スマホカメラに朗報、ガラスの微小レンズを短時間で大量作製できる技術
理化学研究所生命機能科学研究センターの田中陽チームリーダーらは、ガラス製の微小レンズを従来法の10分の1に当たる90分で大量に作製できる技術を開発した。ガラスに微細空洞を形成し、空洞内の気体を熱膨張させる「吹きガラス製法」を使いレンズの機能を持つ「微小ドーム構造」ができる。分析用光学素子などへの応用が期待される。
従来法で1個のレンズを作る時間で、縦8インチ×横8インチ×厚さ100マイクロ―250マイクロメートル(マイクロは100万分の1)のガラスに1000個のレンズを作れる。
研究グループは吹きガラス製法で直径30マイクロ―1ミリメートルのさまざまな種類の微小ドーム構造を作製した。そのまま使うと凹レンズの機能を持ち、対象物が最小0・61倍に縮小するレンズになる。一方、微小ドーム構造に液体を充填すると凸レンズの機能を持ち、対象物が最大1・65倍に拡大することが分かった。酸や有機溶媒中または300度Cでもレンズ機能が保持されることを確認した。

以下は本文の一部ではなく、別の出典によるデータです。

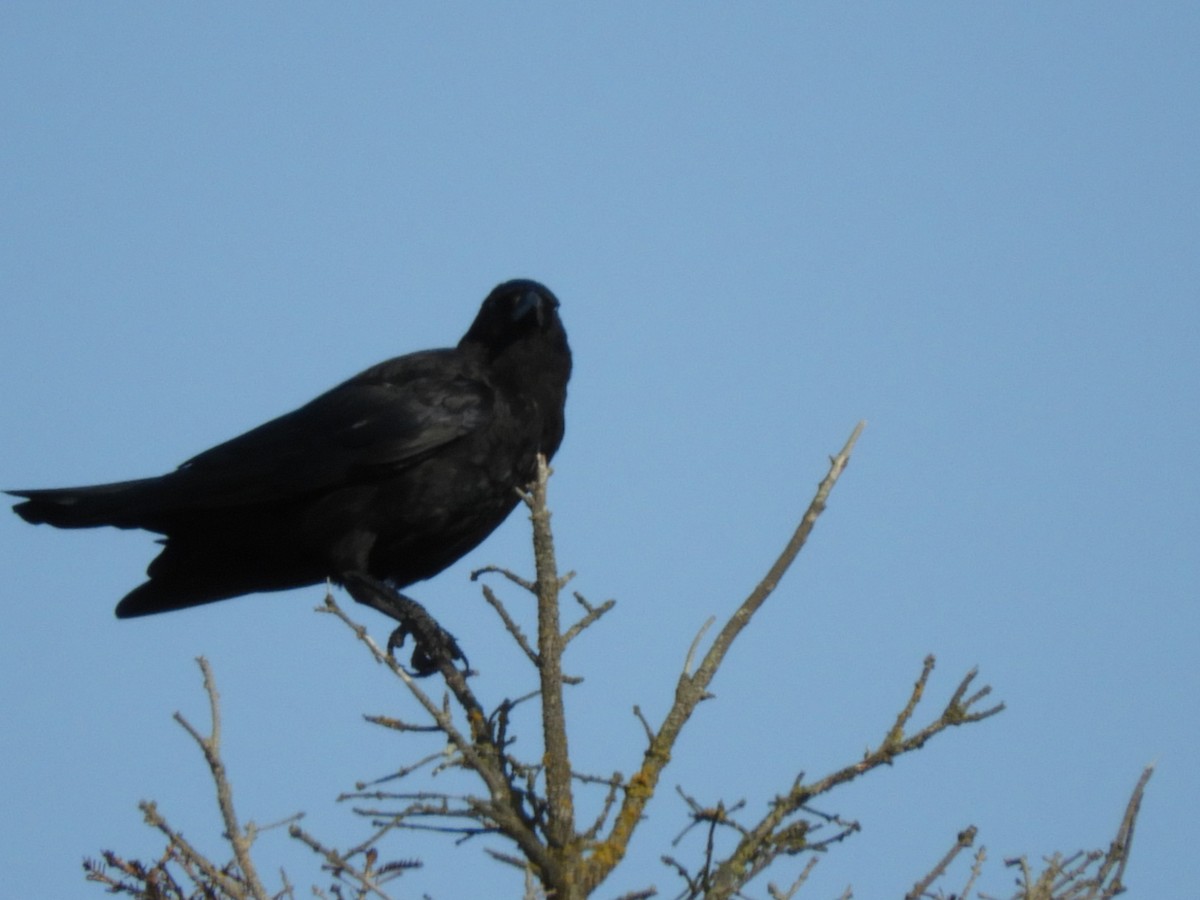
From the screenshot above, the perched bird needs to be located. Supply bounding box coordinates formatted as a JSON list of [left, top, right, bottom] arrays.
[[8, 280, 571, 671]]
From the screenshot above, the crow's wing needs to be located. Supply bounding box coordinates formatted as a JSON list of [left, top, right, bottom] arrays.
[[161, 350, 494, 509]]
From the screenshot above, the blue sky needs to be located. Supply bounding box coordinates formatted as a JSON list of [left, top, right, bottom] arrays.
[[0, 2, 1200, 898]]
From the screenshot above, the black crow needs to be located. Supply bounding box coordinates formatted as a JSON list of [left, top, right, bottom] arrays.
[[10, 280, 571, 672]]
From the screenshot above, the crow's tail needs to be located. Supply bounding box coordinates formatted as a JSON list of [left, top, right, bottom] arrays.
[[6, 478, 169, 530]]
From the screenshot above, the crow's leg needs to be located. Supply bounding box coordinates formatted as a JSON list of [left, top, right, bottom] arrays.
[[341, 572, 469, 678]]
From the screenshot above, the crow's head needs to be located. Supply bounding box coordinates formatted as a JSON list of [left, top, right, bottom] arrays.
[[458, 278, 565, 352]]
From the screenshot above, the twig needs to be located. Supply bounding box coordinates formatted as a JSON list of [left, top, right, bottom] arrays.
[[174, 656, 270, 900], [582, 422, 866, 890], [904, 826, 979, 900]]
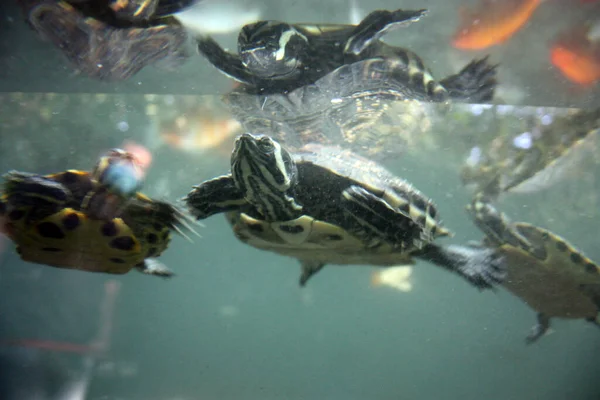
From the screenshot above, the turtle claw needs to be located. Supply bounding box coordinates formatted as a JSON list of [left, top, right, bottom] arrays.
[[525, 314, 550, 345], [456, 245, 507, 289], [136, 258, 175, 278]]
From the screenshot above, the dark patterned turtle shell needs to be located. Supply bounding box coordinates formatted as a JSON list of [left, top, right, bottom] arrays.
[[228, 144, 452, 255], [20, 0, 192, 80], [0, 150, 193, 276], [461, 109, 600, 199], [467, 194, 600, 343]]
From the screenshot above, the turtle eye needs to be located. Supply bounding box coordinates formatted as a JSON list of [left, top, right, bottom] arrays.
[[258, 138, 275, 152]]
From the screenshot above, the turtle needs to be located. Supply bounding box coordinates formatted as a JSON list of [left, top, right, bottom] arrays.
[[0, 150, 195, 277], [183, 133, 503, 289], [223, 55, 496, 161], [19, 0, 197, 81], [198, 9, 496, 98], [467, 193, 600, 344], [460, 108, 600, 200]]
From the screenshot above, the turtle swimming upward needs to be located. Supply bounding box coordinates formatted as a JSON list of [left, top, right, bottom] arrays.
[[467, 194, 600, 343], [18, 0, 197, 81], [198, 10, 496, 103], [0, 150, 195, 277], [185, 134, 503, 288]]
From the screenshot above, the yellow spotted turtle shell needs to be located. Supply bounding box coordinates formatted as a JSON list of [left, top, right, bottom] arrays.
[[0, 170, 174, 274]]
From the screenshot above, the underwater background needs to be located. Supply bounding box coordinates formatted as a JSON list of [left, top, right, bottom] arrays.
[[0, 0, 600, 400]]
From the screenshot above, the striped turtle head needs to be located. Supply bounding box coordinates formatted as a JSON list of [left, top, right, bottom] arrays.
[[238, 21, 308, 79], [231, 133, 302, 221], [92, 149, 144, 199]]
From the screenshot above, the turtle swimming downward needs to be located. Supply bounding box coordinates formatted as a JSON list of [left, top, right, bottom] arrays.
[[185, 134, 504, 288], [0, 150, 195, 277], [198, 9, 496, 103], [467, 193, 600, 344]]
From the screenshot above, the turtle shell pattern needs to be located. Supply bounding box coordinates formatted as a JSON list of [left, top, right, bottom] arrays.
[[227, 144, 451, 265], [0, 170, 177, 274], [469, 198, 600, 318]]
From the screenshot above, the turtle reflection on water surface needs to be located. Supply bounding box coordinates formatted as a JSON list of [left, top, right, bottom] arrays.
[[185, 134, 504, 288], [0, 150, 194, 277], [198, 10, 496, 103], [18, 0, 195, 80]]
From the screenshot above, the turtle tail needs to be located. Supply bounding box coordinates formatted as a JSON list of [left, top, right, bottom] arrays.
[[416, 244, 506, 289], [440, 57, 498, 103]]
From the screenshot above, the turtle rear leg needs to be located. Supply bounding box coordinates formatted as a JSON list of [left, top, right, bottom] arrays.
[[183, 175, 246, 219], [341, 186, 421, 247], [414, 243, 506, 289], [525, 313, 550, 344], [300, 261, 325, 287], [135, 258, 175, 278], [344, 10, 427, 55], [440, 57, 498, 103]]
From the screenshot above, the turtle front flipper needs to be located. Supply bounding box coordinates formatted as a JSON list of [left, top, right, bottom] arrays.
[[341, 186, 422, 248], [183, 175, 246, 219], [525, 313, 550, 344], [344, 10, 427, 55], [135, 258, 175, 278], [198, 36, 258, 86], [440, 57, 498, 103], [2, 171, 72, 217], [414, 244, 507, 289]]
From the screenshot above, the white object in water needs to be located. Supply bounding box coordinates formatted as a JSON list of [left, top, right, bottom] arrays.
[[371, 265, 412, 293], [173, 0, 261, 35], [513, 132, 533, 150]]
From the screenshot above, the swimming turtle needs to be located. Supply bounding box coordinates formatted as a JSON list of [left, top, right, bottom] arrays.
[[198, 9, 496, 98], [224, 55, 495, 159], [184, 133, 503, 288], [19, 0, 197, 81], [461, 108, 600, 199], [0, 150, 194, 277], [467, 193, 600, 344]]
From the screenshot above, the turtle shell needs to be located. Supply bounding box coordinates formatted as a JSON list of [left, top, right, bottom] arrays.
[[461, 109, 600, 198], [469, 198, 600, 319], [21, 0, 189, 80], [228, 144, 451, 265], [0, 170, 188, 274]]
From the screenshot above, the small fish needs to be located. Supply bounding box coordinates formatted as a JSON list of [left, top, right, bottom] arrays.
[[550, 21, 600, 86], [159, 113, 242, 153], [371, 265, 412, 292], [452, 0, 544, 50], [173, 0, 261, 35]]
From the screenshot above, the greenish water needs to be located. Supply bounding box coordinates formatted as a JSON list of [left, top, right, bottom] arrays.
[[0, 1, 600, 400]]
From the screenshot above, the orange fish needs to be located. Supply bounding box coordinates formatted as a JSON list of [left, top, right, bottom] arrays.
[[550, 22, 600, 86], [452, 0, 544, 50]]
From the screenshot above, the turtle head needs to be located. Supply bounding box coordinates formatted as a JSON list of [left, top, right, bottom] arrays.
[[92, 149, 144, 199], [238, 21, 308, 79], [231, 133, 302, 220]]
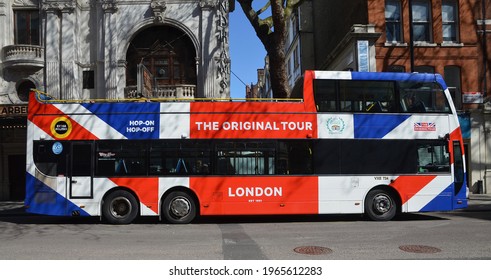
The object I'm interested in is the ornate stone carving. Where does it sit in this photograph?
[199,0,217,9]
[12,0,39,7]
[150,0,167,23]
[101,0,118,14]
[41,0,77,13]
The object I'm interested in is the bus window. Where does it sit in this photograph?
[418,142,450,173]
[314,80,337,112]
[96,141,147,176]
[400,82,450,113]
[339,80,397,113]
[276,141,313,175]
[33,141,69,176]
[149,141,211,175]
[216,142,275,175]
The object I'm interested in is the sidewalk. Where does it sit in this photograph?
[0,194,491,217]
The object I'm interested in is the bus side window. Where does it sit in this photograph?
[418,141,450,173]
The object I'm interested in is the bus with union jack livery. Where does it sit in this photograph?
[25,71,467,224]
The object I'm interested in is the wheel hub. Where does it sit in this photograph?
[111,197,131,217]
[373,195,392,213]
[169,197,191,218]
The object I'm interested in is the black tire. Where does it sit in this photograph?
[102,190,139,224]
[161,191,198,224]
[365,189,397,221]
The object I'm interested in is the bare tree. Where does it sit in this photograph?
[237,0,304,98]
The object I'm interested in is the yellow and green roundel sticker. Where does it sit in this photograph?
[51,117,72,138]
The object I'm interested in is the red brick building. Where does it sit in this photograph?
[286,0,491,192]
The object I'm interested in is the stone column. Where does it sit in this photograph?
[42,2,61,99]
[102,1,118,99]
[198,0,216,98]
[61,2,82,100]
[215,0,231,98]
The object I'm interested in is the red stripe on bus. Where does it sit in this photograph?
[190,114,317,139]
[390,175,436,204]
[190,176,319,215]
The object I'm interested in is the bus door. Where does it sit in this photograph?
[68,142,94,198]
[450,140,467,208]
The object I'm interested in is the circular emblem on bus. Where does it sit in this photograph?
[327,117,346,134]
[51,142,63,155]
[51,117,72,138]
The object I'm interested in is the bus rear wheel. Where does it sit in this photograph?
[365,189,397,221]
[102,190,139,224]
[161,191,197,224]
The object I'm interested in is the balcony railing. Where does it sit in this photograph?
[124,85,196,99]
[2,45,44,68]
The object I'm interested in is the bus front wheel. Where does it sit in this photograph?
[161,191,197,224]
[102,190,138,224]
[365,189,397,221]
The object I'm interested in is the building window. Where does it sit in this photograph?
[83,70,95,89]
[414,65,435,74]
[17,80,36,102]
[14,10,40,45]
[442,0,458,42]
[412,0,431,42]
[387,65,406,73]
[443,66,462,110]
[385,0,402,42]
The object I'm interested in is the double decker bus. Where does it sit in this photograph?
[25,71,467,224]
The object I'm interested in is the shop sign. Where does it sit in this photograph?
[0,105,27,117]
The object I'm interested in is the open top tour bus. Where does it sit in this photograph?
[25,71,467,224]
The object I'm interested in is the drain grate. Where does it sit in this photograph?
[399,245,442,254]
[293,246,332,255]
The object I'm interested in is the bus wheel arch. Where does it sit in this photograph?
[364,185,402,221]
[160,187,200,224]
[101,187,140,224]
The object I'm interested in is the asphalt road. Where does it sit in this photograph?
[0,196,491,260]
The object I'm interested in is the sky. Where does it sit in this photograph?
[229,4,266,98]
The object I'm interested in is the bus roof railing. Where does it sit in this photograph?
[31,89,303,103]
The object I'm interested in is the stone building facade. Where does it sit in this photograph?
[0,0,234,200]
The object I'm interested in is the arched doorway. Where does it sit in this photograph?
[126,26,197,97]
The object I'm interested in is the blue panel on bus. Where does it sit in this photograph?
[80,103,160,139]
[351,72,443,82]
[25,173,90,216]
[353,114,411,139]
[421,184,453,212]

透明な微小ドーム構造は優れたレンズの機能を持ち、スマートフォンのカメラの部品などに応用されている。安価なプラスチックは鋳造法で大量に製造できるが、ガラスよりも耐久性が低く透明性が劣る。そのため、ガラス製レンズの需要が高い。だが、ガラスの微細加工は手間と時間、費用がかかり、大量生産が困難だった。